Any examples please for split command.

Hi Vikram,

Thanks for the link and it is very much useful. But, the said variables at field level.

Regards,
Sagar.

bmk · December 10, 2012, 6:36am

Try like...

 ----Split the file into 2 files
maxline=17 ---File count/2
split -l $maxline -d test1.txt L
for i in L??
do
echo "1"
mv "$i" "$i"test
done

sagar.cumar · December 10, 2012, 6:28pm

Hi All,
To make things clear, below is my actual requirement. Sorry for giving more details lately.
Could you please help me in getting this quickly.

Thanks a lot in advance.

Requirement Details:-
Input File Details
File Name ---> INFILE.TXT
File Content --->

V|xxxxxxxxxxxxx|01/12/2012|0411111111
V|yyyyyyyyyyyy|01/12/2012|0422222222
V|zzzzzzzzzzz|01/12/2012|0388888888
V|aaaaaaaaaaaa|01/12/2012|0388888888
M|xxxxxxxxxxxxx|01/12/2012|0411111111|20
M|yyyyyyyyyyyy|01/12/2012|0422222222|25.5
M|zzzzzzzzzzz|01/12/2012|0388888888|30.2
M|aaaaaaaaaaaa|01/12/2012|0388888888|20.2
M|bbbbbbbbbb|01/12/2012|0299999999|50.5
D|xxxxxxxxxxxxx|0411111111
D|yyyyyyyyyyyy|0422222222
D|zzzzzzzzzzz|0388888888
D|aaaaaaaaaaaa|0388888888
D|bbbbbbbbbb|0299999999
D|yasdfasdfasdfasd|0299999999
O|xxxxxxxxxxxxx|0411111111|canada
O|yyyyyyyyyyyy|0422222222|canada
O|zzzzzzzzzzz|0388888888|USA
O|aaaaaaaaaaaa|0388888888|UK
O|bbbbbbbbbb|0299999999|Behrain

Requirement is to split this input file based on first character as all Vs should go one out file, all Ms should go to second out file and so on.
The output files should like below:
OUTFILE_V.TXT:-

V|xxxxxxxxxxxxx|01/12/2012|0411111111
V|yyyyyyyyyyyy|01/12/2012|0422222222
V|zzzzzzzzzzz|01/12/2012|0388888888
V|aaaaaaaaaaaa|01/12/2012|0388888888

OUTFILE_M.TXT:-

M|xxxxxxxxxxxxx|01/12/2012|0411111111|20
M|yyyyyyyyyyyy|01/12/2012|0422222222|25.5
M|zzzzzzzzzzz|01/12/2012|0388888888|30.2
M|aaaaaaaaaaaa|01/12/2012|0388888888|20.2
M|bbbbbbbbbb|01/12/2012|0299999999|50.5

OUTFILE_D.TXT:-

D|xxxxxxxxxxxxx|0411111111
D|yyyyyyyyyyyy|0422222222
D|zzzzzzzzzzz|0388888888
D|aaaaaaaaaaaa|0388888888
D|bbbbbbbbbb|0299999999
D|yasdfasdfasdfasd|0299999999

OUTFILE_O.TXT:-

O|xxxxxxxxxxxxx|0411111111|canada
O|yyyyyyyyyyyy|0422222222|canada
O|zzzzzzzzzzz|0388888888|USA
O|aaaaaaaaaaaa|0388888888|UK
O|bbbbbbbbbb|0299999999|Behrain

Regards,
Sagar

vgersh99 · December 10, 2012, 6:49pm

awk -F'|' '{o="OUTPUT_" $1 ".TXT";print $0 >o;close(o)}' INFILE.TXT

sagar.cumar · December 10, 2012, 6:59pm

Hi vgersh99,

Thanks for your quick reply. But, I am getting only one record in each output file.

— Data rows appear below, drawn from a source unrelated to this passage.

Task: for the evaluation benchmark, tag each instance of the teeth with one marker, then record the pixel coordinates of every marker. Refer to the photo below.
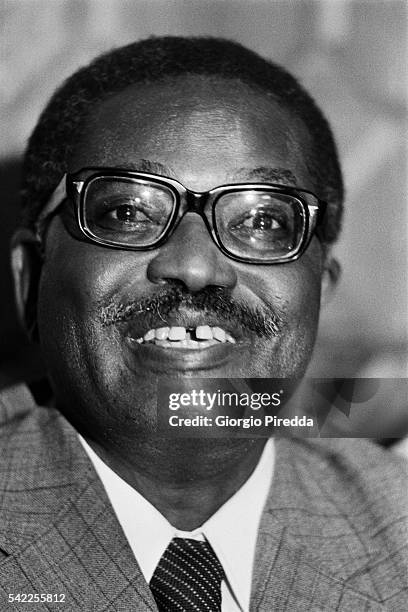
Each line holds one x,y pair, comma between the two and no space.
149,335
204,332
177,333
180,337
162,333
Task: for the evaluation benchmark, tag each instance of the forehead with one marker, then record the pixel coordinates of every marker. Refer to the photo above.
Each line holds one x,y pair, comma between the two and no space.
204,130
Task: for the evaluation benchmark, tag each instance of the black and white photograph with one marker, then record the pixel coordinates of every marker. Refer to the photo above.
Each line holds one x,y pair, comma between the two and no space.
204,305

Could you please advise further to get all records in the output file.

Regards,
pavan

vgersh99 · December 10, 2012, 7:07pm

sorry...

awk -F'|' '{o="OUTPUT_" $1 ".TXT";print $0 >>o;close(o)}' INFILE.TXT

sagar.cumar · December 10, 2012, 7:48pm

Hi vgersh99,

Thanks a lot for your quick reply. I shall further test and come back if I see any issues.

Regards,
Sagar.

---------- Post updated at 07:48 PM ---------- Previous update was at 07:45 PM ----------

Hi vgersh99,

One more thing is that my file is 4GB of size and I need to split this file into 9 different files based on one distinguishing code.

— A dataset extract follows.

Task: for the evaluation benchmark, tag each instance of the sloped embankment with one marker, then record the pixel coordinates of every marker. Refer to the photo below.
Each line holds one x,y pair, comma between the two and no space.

Could you please advise whether I see any performance issue.

If in that case, is there any other way to achieve the same result.

Regards,
Sagar.

vgersh99 · December 10, 2012, 7:51pm

if you can guarantee that the number of unique values in the first column is less than 10, than you optimize the code a bit more saving on the 'close':

awk -F'|' '{o="OUTPUT_" $1 ".TXT";print $0 >>o}' INFILE.TXT

test and see...

sagar.cumar · December 10, 2012, 8:00pm

Hi vgersh99,

Below is the expectation from the source system:
"Code Type" is the distinguishing field in the input file from source.
We are going to receive 9 different Code Types from the source.
Total Size of file is expected to be 4GB to 5GB on daily basis.

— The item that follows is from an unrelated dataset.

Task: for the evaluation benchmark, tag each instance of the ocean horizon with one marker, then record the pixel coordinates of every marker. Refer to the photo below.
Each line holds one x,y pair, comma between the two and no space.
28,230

In the said scenario, I will see any performance issues?

Thanks a lot for all your inputs.

Regards,
Sagar.

sagar.cumar · December 12, 2012, 5:16pm

Hi vgersh99,

I have test regarding the performance by taking 9.9 GB file with a split of 9 files. Its excellent, you made my day.

Could you please advise on below:

eliminating header and trailer record.
distinguishing type is not in first column but in 5th column.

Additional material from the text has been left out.